Strings in Perl: UTF-8 and Encoding Considerations

In Perl, strings are sequences of bytes, not necessarily characters. Perl provides powerful Unicode (UTF-8) support, but it requires explicit handling. The encoding of a Perl source file does matter when dealing with string literals, as it affects how characters are interpreted.

Are Strings in Perl UTF-8?

Perl strings can contain UTF-8 characters, but they are not automatically UTF-8 encoded unless explicitly handled.

Perl distinguishes between "bytes" and "characters", which affects how strings are stored and processed.

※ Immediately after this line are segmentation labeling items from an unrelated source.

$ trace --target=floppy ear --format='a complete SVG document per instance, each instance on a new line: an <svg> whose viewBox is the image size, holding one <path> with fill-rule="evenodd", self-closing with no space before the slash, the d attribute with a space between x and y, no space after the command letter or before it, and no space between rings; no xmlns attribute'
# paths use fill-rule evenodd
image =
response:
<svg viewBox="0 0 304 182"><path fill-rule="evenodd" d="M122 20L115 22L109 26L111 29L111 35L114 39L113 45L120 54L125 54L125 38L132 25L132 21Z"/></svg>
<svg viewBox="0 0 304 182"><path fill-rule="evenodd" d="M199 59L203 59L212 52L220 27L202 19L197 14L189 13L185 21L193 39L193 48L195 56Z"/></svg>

A Perl string does not assume UTF-8 unless explicitly declared or decoded.

UTF-8 vs. Raw Bytes

use strict;
use warnings;
use utf8;  # Interprets literal source code strings as UTF-8
my $str = "Café";
print length($str), "\n";  # Output: 4 (UTF-8 stores "é" as 2 bytes)

Perl treats "$str" as a sequence of bytes.
The "é" character is 2 bytes in UTF-8, so "length($str)" returns "4".

How Source File Encoding Affects String Literals

Yes, saving a Perl source file in UTF-8 or ANSI (Windows-1252) affects how string literals are interpreted.

Case 1: Source File Saved as UTF-8 (Recommended)

use utf8;  # Ensures source file is interpreted as UTF-8
my $str = "Café";
print $str;

Perl correctly interprets "Café" as a UTF-8 string.

Case 2: Source File Saved as ANSI (Windows-1252)

# No utf8 pragma
my $str = "Café";
print $str;

If saved as ANSI (Windows-1252):

The "é" character is stored as "\xE9" instead of the UTF-8 sequence "\xC3\xA9".
If Perl expects UTF-8, this may cause garbled output or unexpected behavior.

3. How to Ensure Proper UTF-8 Handling

Tell Perl to interpret source code as UTF-8:

use utf8;